As I work my way through the brilliant, mischievous Screwtape Letters with my little class at my little church, I find myself encountering a repeated theme worth examining.

As Clive Staples Lewis would have us understand it, our God cares about individuality and personhood.  There's something about the uniqueness of persons that drives the Creator of the Universe to allow us to be distinct within ourselves, while still and at the same time yearning to be conformed to God.

It's one of the things that drives the demonic Screwtape simply batty.  He can't grasp how you can be part of something, and yet simultaneously maintain your identity as an individual.  In Hell, after all, the goal is for the stronger to devour the weaker, subjugating the weaker will to the more powerful, until everything is washed out by the grey controlling sameness of power.

But God...or the "Enemy," as Screwtape likes to call God...desires to light us up with unconditional love, yet with each of our souls turned in its own unique way to the service of love.

What, I'd found myself wondering, would that look like?  What image or metaphor supports that kind of diversity in unity?

In a recent evening in my household, conversation turned to sixteenth century British composer Thomas Tallis.  As much as I miss the bustle and clamor of my kids when they were tiny, I have to admit, it's also kind of cool that my offspring will suddenly start talking eagerly about sixteenth century British composers.
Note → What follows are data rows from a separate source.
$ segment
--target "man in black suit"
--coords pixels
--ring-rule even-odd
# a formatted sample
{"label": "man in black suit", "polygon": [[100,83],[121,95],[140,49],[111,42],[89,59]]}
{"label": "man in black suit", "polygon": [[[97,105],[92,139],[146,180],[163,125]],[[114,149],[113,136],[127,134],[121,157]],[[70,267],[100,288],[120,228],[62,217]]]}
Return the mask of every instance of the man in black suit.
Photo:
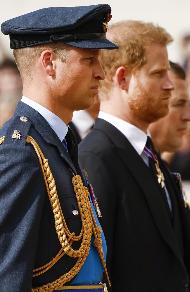
{"label": "man in black suit", "polygon": [[147,129],[165,116],[173,84],[163,29],[129,21],[109,36],[120,48],[101,54],[100,112],[80,159],[103,215],[112,292],[189,291],[190,221]]}
{"label": "man in black suit", "polygon": [[110,12],[51,7],[1,25],[23,96],[0,130],[1,292],[103,292],[95,248],[106,245],[68,124],[104,78],[100,49],[118,48],[106,39]]}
I love Tallis, and the piece in question was Spem in Alium, a choral work of astounding beauty and complexity.  It's a forty voice motet, which means that...from what is a remarkably simple beginning...the piece gradually adds parts until there are forty voices all going at the same time.

Meaning, not forty people divided into soprano, alto, tenor, baritone and bass sections.

A forty member choir.  Forty different voices.  Forty different parts, each distinct from the other, interweaving with one another.

It's both beautiful and blindingly complicated, as if our little fellowship were to gather on a Sunday, and there in the hymnal was your part...yours be sustained while the people on either side of you sang something different.

That might seem unattainable, but on a certain level, we're already doing it when we become part of a living church.

Each of us, in our own distinct way, trying to live in harmony with one another.  Each life, distinct, yet part of the same song, with harmonic interplay so complex it dizzies us with delight.

That, I think, is what Screwtape found so frustrating, and what it means for us to be both one in purpose and yet still very much ourselves.